Anyway, here’s some material there wasn’t room for, along with a stab at a sparkline or two:
Who calls the Internet ‘the information superhighway’ anymore? Sadly, some still do – mentions have been static the past four years at about 1,000 per annum – but that’s a distinct improvement over 1994, when it was cited on Factiva a record 16,447 times. Since then editors must have started issuing edicts, because usage more or less halved in subsequent years. ‘Electronic mail’ started getting mentions as early as 1972 but took a quarter century to fall out of editors’ favor for the snappier sounding ‘e-mail’. From a high of 13,637 mentions in 1996 it has been falling steadily: Last year it was mentioned only 4,552 times against 1,577,582 for e-mail. Some terms, unfortunately, are more resilient. ‘Cyberspace’, for example, took longer than ‘information superhighway’ to hit the mainstream (in 1994 it received a third the number of mentions) but continued to enjoy journalistic approval right up to 2000, when a staggering 26,226 editors failed to spot its cringe-making quality and allowed it to enter copy. Since then, it’s gradually fallen from grace, but not fast or far enough: Last year it popped up nearly 9,000 times. Ugh.

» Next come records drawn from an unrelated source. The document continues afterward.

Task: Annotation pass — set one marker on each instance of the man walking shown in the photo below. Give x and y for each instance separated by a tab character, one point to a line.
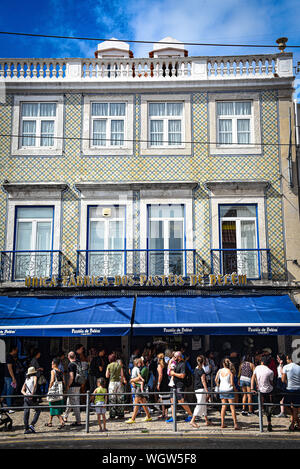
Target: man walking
73	390
291	376
263	377
179	375
10	381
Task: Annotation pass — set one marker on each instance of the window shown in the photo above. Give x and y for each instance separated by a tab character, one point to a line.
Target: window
33	241
106	242
234	122
166	239
239	243
38	124
108	124
165	124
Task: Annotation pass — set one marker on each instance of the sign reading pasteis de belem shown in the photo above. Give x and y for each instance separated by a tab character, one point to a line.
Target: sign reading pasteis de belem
141	281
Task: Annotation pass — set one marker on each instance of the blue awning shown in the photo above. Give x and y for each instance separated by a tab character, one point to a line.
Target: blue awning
217	315
65	316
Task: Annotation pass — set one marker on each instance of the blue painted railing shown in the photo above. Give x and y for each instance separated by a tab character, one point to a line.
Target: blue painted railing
255	263
136	262
17	265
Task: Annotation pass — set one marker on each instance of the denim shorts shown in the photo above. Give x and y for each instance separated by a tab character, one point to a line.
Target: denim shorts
245	384
227	395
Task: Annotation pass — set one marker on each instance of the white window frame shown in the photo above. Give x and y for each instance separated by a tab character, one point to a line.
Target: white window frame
108	120
166	236
54	150
234	119
34	222
88	149
238	220
38	129
217	149
165	119
106	222
185	148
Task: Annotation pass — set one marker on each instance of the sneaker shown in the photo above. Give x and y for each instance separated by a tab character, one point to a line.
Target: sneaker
269	427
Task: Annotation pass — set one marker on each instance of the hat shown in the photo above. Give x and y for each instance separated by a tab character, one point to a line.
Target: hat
31	371
249	342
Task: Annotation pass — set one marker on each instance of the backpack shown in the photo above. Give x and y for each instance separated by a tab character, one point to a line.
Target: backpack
80	375
188	379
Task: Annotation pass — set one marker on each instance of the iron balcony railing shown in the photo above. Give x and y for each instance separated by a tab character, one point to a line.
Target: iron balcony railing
136	262
255	263
17	265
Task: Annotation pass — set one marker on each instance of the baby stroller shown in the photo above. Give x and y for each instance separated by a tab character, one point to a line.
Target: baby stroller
5	420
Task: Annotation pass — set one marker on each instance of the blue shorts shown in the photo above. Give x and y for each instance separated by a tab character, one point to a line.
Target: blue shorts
227	395
292	397
245	384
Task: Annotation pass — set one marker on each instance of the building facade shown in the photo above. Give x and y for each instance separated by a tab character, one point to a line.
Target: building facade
169	175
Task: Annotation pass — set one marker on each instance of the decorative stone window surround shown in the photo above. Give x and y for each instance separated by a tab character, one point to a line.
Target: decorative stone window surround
87	148
185	148
234	149
34	195
236	193
57	149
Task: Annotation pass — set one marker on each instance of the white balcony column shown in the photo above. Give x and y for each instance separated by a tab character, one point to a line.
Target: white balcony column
74	69
199	69
284	66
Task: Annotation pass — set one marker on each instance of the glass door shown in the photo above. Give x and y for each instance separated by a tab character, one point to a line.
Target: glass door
166	240
106	247
239	240
33	242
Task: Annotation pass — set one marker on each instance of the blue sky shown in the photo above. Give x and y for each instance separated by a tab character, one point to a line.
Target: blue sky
246	21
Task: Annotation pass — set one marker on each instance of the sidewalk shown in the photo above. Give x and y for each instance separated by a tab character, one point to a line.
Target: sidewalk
249	426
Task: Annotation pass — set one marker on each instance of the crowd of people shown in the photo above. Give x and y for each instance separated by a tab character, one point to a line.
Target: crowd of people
231	380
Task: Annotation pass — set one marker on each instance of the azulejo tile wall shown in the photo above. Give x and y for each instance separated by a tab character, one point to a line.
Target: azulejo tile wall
73	166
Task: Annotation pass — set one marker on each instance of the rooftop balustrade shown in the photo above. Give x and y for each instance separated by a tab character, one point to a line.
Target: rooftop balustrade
145	70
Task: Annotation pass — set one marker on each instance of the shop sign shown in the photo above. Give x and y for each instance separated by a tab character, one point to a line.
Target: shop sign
132	281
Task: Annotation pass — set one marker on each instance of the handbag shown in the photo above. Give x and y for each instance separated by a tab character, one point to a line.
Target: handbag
55	393
42	380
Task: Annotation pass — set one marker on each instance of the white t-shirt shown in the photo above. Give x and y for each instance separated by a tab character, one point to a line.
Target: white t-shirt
292	371
135	372
264	378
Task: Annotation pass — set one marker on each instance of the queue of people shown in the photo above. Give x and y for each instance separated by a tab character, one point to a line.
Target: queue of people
109	380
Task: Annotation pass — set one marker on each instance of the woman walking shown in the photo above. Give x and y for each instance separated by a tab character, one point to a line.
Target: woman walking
55	406
245	374
115	375
30	401
225	381
163	384
200	387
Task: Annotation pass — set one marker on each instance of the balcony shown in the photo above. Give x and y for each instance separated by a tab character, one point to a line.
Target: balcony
254	263
264	66
136	262
17	265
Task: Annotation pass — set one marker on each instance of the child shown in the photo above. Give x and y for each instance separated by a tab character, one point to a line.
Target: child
135	374
100	400
171	366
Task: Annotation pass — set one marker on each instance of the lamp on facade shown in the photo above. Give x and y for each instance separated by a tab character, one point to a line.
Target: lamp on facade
282	43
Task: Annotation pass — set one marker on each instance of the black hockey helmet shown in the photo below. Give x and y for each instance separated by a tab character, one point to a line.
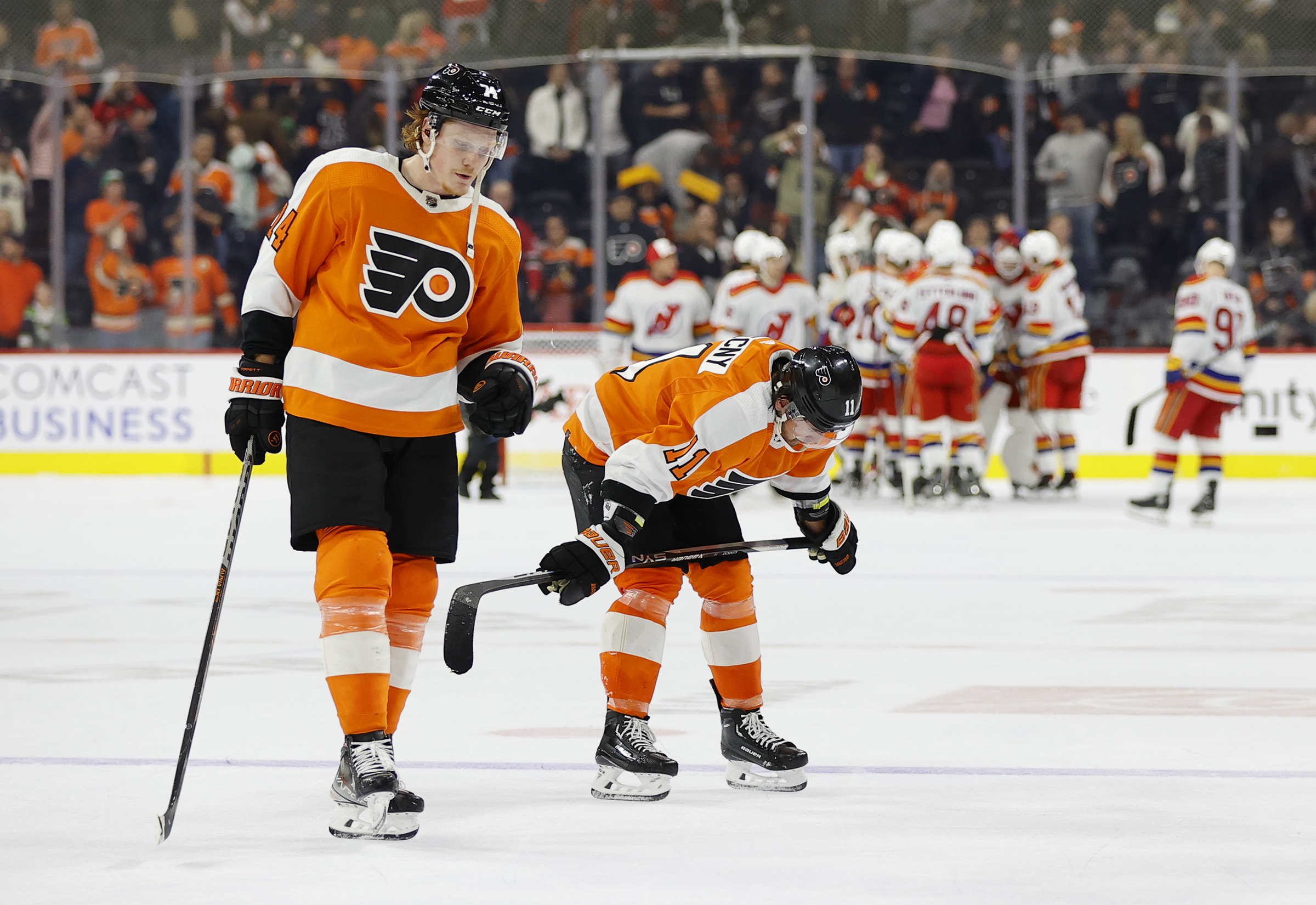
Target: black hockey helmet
823	383
460	93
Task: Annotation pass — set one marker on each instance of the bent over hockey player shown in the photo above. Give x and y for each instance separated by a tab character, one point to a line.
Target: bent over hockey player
1212	323
652	457
385	292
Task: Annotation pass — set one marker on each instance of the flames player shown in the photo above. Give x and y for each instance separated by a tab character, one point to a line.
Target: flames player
1053	346
1006	275
383	294
943	329
1212	315
778	304
660	311
652	458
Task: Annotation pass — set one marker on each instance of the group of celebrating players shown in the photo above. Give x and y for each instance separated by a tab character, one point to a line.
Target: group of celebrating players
386	294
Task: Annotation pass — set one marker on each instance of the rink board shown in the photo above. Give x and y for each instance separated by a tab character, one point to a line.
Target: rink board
162	414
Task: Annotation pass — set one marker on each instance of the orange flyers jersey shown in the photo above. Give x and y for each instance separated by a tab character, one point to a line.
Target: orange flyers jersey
695	423
209	290
659	318
389	307
961	307
787	313
1052	326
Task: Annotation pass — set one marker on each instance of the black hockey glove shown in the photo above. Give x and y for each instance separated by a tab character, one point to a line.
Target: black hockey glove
839	539
256	408
589	562
502	394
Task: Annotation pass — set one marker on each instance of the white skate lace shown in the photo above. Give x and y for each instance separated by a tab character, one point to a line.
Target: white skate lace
372	758
760	732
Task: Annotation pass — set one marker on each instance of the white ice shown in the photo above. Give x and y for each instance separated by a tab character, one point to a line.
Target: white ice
1037	703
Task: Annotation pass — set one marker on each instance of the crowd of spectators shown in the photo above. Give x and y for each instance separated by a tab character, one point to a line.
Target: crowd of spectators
1130	170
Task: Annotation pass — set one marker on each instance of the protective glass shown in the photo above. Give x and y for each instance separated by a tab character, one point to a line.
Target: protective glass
810	437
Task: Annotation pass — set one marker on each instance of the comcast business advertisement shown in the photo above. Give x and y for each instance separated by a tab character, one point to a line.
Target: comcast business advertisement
174	403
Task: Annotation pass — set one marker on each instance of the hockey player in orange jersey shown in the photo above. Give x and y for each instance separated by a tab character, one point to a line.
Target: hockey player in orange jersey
652	457
385	292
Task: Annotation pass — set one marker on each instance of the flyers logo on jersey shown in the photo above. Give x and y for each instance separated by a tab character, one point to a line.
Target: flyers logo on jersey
405	270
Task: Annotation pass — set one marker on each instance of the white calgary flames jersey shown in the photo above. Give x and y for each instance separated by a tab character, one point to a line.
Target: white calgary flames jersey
787	313
960	306
389	307
1214	315
659	318
1052	326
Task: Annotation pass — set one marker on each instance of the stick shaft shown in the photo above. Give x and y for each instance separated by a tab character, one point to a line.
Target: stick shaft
203	669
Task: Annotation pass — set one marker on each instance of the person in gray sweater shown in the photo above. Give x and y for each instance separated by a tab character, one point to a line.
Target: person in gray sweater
1070	165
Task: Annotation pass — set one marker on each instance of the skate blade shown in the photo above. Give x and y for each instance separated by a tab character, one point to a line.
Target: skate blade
741	775
610	785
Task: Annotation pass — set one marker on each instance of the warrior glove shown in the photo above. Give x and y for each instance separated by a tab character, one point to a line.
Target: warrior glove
256	410
501	392
837	540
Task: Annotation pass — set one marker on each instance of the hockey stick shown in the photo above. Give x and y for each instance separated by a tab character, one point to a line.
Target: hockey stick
460	630
165	823
1189	375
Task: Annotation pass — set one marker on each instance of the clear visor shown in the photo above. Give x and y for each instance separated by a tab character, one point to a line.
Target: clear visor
806	436
481	148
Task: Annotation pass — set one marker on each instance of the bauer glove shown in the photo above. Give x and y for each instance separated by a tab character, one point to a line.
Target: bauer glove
502	394
839	540
256	410
587	563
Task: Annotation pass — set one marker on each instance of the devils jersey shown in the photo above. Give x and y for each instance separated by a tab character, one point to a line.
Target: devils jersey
659	318
389	308
1052	326
787	313
958	306
1214	315
696	423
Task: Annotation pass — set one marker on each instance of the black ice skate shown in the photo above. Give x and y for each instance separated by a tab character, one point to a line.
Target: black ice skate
757	758
629	751
369	800
1155	508
1205	510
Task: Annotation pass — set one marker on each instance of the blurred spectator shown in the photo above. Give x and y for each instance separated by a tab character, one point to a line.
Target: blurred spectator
69	45
566	262
1070	163
627	240
939	191
119	289
1135	174
530	276
120	100
847	114
890	199
110	212
209	287
557	127
14	190
1281	275
21	283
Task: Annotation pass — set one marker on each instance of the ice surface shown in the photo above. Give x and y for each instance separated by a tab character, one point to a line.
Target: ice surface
1037	703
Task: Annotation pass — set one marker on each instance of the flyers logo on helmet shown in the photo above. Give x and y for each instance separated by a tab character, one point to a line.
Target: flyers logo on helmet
403	272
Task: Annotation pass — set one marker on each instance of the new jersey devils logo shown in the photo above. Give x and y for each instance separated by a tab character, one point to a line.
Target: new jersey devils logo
403	270
662	320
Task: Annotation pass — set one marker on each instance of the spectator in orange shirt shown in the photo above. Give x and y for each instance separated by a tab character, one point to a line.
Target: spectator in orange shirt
209	291
21	283
110	211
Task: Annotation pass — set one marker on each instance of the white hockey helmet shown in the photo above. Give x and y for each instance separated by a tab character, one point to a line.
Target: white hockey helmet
1039	249
837	249
744	245
903	249
770	246
1215	250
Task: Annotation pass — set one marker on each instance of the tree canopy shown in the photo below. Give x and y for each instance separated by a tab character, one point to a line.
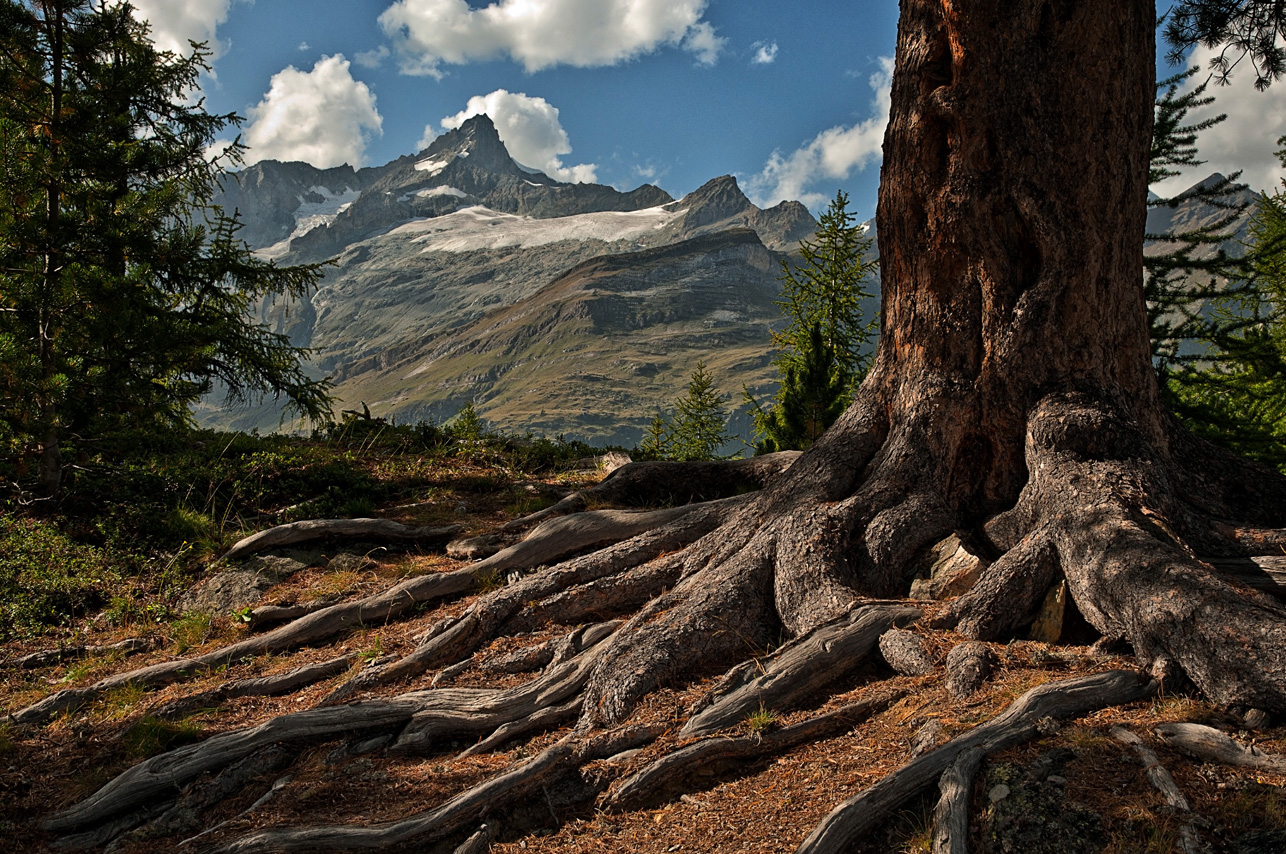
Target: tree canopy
124	295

Then here’s the same data in sparklines format (thanks to Mathew Lodge’s excellent Adobe Photoshop script for making it possible for a design doofus for me to be able to get something like this out. My fault it’s not a very good example of the genre. Suggestions very welcome for making better ones). Still, I think it shows up some interesting features of how, at least in the case of the first two, one cliche has given way to another over the past decade.
Mentions in Factiva, 1986–2004:
Information Superhighway
Cyberspace
Electronic Mail
What the data doesn’t show is that this was the first reference to ‘electronic mail’, back in January 1972:
Pres Nixon proposes development and demonstration of electronic mail system…
21 January 1972, New York Times Abstracts – Pres Nixon proposes development and demonstration of electronic mail system to provide routine overnight mail delivery between stations and 1-hr priority delivery
Whatever happened to that?
Interesting to *see* how these things change over time. Personally I hope the term ‘blogosphere’ dies a very quick death, although I think that’s wishful thinking. I never liked the term blog anyhow, but if it’s got to be used how about Blogdom. Sounds way better to my ear. As for ‘citizen journalists’. Self explanatory – yes – but where’s the style, the pazzazz. I keep thinking of Citizen Smith, power to the people and all that. Silly. Hope that one dies too.
Couldn’t agree more on blogosphere. Saw one guy was talking about ‘blogland’ recently. And citizen journalists definitely should be canned. We need a list of unacceptable terms and acceptable alternatives….
A list would be a start. May the culling commence with your right hand column;) Just don’t call it blogzone. Blogland or blogdom work for me.